User Empathy will be guaranteed to be one of the most repetitive requirements when reviewing different company’s job descriptions. The PM needs to understand who the User is and how they are feeling for a variety of reasons, primarily for uncovering their actual problems. As the PM, you absolutely need to understand your target audience and create your personas to know who you’re building or solving for. You can’t do that without talking to them, listening to them, or reading their messages/emails.

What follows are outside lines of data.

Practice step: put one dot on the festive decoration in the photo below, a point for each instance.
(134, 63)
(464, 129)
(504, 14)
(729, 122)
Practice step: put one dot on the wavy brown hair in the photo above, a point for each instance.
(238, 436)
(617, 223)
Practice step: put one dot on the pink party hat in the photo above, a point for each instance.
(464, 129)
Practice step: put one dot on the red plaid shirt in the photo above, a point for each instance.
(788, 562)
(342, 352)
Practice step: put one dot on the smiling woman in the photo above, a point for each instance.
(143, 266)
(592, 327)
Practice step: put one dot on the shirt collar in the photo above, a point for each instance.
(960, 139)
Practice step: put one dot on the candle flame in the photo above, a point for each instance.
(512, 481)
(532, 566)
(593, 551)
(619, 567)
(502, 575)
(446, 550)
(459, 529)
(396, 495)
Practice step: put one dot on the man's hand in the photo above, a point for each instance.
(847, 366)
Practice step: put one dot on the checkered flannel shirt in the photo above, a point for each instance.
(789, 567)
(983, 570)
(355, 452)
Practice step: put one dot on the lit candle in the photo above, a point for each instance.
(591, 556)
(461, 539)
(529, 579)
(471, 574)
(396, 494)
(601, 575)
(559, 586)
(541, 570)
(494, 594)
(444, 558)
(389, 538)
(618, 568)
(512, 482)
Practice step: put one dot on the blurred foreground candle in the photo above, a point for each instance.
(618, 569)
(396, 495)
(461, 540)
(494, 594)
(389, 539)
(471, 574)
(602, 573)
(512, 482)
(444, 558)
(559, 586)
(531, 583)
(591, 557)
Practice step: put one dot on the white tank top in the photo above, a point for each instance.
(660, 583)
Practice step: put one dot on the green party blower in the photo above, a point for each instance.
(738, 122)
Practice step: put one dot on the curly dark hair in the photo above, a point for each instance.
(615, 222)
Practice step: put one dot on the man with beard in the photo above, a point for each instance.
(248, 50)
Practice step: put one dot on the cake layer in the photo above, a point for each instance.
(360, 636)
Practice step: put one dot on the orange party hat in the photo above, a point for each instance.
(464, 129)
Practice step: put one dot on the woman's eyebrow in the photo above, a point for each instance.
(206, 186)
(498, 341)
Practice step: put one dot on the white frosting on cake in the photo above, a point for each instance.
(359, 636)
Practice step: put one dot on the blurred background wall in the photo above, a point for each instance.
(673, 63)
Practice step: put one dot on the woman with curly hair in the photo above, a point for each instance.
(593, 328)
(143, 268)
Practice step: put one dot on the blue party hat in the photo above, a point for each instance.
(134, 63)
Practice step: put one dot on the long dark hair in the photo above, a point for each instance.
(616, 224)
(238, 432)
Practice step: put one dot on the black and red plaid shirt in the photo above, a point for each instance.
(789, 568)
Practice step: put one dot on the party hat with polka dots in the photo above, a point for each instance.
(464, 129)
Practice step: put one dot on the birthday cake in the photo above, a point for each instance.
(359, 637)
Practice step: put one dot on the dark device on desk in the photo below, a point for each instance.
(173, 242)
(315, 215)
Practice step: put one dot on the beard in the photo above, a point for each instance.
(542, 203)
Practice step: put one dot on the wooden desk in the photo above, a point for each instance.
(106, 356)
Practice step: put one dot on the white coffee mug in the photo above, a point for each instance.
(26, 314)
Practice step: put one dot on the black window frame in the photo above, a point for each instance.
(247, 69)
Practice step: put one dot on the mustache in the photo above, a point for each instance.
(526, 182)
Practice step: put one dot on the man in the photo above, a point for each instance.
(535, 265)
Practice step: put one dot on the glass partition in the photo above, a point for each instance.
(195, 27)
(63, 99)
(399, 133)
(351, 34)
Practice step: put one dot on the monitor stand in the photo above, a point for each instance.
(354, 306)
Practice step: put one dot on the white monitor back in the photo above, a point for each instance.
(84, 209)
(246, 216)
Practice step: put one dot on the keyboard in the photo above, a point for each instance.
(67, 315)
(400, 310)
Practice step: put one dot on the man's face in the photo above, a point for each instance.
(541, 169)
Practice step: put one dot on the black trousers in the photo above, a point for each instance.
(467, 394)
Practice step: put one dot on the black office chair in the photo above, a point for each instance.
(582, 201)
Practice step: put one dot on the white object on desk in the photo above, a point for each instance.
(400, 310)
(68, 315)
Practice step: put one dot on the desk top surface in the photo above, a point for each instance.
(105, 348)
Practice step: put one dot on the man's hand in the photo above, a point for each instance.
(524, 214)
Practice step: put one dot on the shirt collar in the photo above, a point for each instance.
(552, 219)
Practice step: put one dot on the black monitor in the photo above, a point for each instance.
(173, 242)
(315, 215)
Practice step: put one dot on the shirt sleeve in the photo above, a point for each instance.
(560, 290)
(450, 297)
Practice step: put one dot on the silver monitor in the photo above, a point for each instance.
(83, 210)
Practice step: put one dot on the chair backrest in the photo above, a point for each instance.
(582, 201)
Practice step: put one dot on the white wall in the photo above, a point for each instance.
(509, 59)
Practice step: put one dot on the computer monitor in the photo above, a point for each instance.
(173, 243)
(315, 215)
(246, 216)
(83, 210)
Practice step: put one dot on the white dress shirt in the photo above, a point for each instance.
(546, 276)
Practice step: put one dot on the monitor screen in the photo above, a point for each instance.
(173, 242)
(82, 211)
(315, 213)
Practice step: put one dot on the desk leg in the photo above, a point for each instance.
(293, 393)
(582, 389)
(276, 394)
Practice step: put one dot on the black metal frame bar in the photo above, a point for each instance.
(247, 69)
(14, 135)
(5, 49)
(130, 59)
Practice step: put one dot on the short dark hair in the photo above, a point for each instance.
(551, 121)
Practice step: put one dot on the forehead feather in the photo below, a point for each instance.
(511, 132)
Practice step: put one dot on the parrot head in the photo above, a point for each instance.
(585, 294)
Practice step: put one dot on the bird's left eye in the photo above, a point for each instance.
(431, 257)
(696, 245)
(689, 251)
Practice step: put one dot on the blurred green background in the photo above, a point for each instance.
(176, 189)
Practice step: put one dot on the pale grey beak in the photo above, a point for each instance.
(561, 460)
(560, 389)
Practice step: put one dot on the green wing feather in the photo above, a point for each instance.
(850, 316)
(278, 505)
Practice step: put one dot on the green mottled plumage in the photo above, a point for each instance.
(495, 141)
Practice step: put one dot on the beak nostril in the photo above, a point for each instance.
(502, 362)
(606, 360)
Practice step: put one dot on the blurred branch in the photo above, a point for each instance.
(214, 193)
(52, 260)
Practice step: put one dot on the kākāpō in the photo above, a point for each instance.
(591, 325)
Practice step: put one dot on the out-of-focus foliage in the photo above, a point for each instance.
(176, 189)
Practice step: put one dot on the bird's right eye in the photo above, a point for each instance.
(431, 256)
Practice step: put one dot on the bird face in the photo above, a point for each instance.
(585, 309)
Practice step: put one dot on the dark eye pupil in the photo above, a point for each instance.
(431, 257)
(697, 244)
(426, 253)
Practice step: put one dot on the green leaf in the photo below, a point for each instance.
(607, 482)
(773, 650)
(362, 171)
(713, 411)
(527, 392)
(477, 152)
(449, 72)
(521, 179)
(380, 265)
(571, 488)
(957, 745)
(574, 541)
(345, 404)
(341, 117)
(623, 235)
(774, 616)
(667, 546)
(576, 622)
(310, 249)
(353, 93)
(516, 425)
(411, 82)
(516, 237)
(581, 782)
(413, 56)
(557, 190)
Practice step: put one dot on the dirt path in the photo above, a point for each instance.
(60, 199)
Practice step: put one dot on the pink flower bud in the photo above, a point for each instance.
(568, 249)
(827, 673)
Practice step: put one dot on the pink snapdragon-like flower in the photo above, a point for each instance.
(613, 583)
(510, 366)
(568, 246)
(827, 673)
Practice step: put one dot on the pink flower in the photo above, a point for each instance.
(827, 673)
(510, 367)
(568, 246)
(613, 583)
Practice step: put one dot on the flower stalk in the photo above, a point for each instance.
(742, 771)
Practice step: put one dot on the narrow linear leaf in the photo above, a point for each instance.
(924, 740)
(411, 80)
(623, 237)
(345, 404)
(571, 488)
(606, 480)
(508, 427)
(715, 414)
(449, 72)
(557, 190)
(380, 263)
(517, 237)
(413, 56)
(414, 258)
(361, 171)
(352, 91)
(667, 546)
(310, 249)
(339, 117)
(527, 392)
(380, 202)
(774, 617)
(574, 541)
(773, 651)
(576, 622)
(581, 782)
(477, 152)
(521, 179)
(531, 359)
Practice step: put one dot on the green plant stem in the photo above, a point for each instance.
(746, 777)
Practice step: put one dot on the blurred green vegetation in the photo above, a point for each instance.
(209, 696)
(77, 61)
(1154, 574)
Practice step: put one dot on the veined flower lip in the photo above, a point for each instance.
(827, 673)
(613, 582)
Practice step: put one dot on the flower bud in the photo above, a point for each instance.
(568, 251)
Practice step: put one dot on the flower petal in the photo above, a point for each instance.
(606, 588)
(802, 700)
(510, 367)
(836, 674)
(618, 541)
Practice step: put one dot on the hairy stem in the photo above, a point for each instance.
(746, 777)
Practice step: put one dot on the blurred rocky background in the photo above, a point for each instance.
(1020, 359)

Working with your Development Team is crucial to solving the real pain points that your Users are experiencing. As mentioned above, the PM must build and maintain healthy and open relationships with their Dev Team for countless reasons. Being collaborative with Stakeholders was third on this list, and you should consider your Dev Team as a main Stakeholder with multiple points of view.


Summary

In short, a Product Manager is without a doubt the most important hire in a company and they need to have enough autonomy to be the detectives to find the hard problems to solve and hypothesize creative solutions for your company to be successful. One Core Responsibility that is not mentioned in the above section is Leadership. That is because, for most, this is a personality trait that you either have or don’t. Not to say it can’t be learned or improved, but natural-born leaders will have an advantage over those who aren’t. The reason why Leadership is so important is that a PM leads without authority (in most cases). They are not the sole decision-maker, yet the entire company acts as though they are.


That is why this quote holds so much importance - “If the product is a success, it was a team effort; if the product fails, it was the PM’s fault.”.